Evidence for a Ferredoxin-Dependent Choline Monooxygenase from Spinach Chloroplast Stroma

Abstract

Chenopods synthesize betaine in the chloroplast via a two-step oxidation of choline: choline .fwdarw. betaine aldehyde .fwdarw. betaine. Our previous experiments iwth intact chloroplasts, and in vivo 18O2 labeling studies, led us to propose that the first step is mediated by a monooxygenase which uses photosynthetically generated reducing power (C Lerma, AD Hanson, D Rhodes [1988] Plant Physiol 88: 695-702). Here, we report the detection of such an activity in vitro. In the presence of O2 and reduced ferredoxin, the stromal fraction from spinach (Spinacia oleracea) chloroplasts converted choline to betaine aldehyde at rates similar to those in intact chloroplasts (20-50 nanomoles per hour per milligram protein). Incorporation of 18O from 18O2 by the in vitro reaction was demonstrated by fast atom bombardment mass spectrometry.

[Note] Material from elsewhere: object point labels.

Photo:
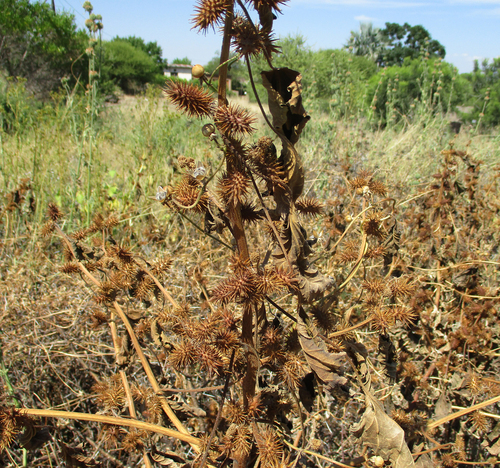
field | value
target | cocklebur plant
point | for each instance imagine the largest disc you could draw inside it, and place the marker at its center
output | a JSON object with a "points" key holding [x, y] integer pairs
{"points": [[235, 373]]}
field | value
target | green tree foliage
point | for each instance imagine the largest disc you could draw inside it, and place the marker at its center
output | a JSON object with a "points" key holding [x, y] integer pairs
{"points": [[237, 72], [485, 91], [127, 66], [153, 49], [182, 61], [367, 41], [39, 45], [333, 80], [407, 41], [337, 81], [418, 87]]}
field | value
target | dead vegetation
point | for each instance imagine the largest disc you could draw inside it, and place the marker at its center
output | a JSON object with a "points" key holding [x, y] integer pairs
{"points": [[254, 343]]}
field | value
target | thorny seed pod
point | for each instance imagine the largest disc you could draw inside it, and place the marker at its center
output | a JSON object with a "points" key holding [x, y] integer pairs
{"points": [[209, 13], [197, 71], [189, 98], [233, 120], [208, 131]]}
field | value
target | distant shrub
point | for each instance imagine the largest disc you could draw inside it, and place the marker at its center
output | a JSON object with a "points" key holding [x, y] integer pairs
{"points": [[419, 86]]}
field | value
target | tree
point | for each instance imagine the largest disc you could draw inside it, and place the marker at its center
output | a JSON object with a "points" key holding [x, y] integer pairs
{"points": [[38, 44], [367, 41], [183, 61], [407, 41], [127, 66], [153, 49], [485, 95]]}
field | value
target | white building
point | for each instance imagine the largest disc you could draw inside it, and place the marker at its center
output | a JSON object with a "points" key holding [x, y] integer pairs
{"points": [[179, 70]]}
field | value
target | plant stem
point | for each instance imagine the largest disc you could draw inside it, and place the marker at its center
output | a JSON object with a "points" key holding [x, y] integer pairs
{"points": [[112, 420]]}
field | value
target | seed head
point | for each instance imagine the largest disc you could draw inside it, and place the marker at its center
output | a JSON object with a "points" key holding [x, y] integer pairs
{"points": [[197, 71], [250, 40], [209, 13], [193, 100], [233, 120]]}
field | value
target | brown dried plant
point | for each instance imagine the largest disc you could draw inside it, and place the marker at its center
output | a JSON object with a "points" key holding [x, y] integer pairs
{"points": [[235, 368]]}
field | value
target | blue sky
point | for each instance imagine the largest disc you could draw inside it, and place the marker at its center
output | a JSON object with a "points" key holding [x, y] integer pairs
{"points": [[469, 29]]}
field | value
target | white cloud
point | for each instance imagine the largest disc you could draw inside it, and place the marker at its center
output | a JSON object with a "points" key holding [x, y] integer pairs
{"points": [[365, 19], [477, 2], [367, 3]]}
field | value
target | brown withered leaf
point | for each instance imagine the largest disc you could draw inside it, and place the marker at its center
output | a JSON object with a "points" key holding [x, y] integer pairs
{"points": [[126, 351], [424, 462], [74, 458], [324, 364], [376, 429], [166, 458], [284, 90], [443, 407], [158, 334], [312, 283]]}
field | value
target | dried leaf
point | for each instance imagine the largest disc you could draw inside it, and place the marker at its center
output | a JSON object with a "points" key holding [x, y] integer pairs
{"points": [[424, 462], [34, 437], [75, 459], [391, 245], [327, 366], [388, 350], [443, 407], [284, 90], [376, 429], [166, 458], [312, 284], [126, 351]]}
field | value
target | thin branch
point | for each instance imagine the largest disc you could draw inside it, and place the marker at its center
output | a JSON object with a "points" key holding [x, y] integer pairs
{"points": [[99, 418]]}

Ferredoxin could be reduced either with thylakoids in the light, or with NADH plus ferredoxin-NADP reductase in darkness; NADH alone could not substitute for ferrodoxin. No choline-oxidizing acitivity was detected in the stromal fraction of pea (Pisum sativum L.), a species that does not accumulate betaine. The spinach choline-oxidizing enzyme was stimulated by 10 millometer Mg2+, had a pH optimum close to 8, and was insensitive to carbon monoxide. The specific activity was increased threefold in plants growing in 200 millimolar NaCl. Gel filtration experiments gave a molecular weight of 98 kilodaltons for the choline-oxidizing enzyme, and provided no evidence for other electron carriers which might mediate the reduction of the 98-kilodalton enzyme by ferrodoxin.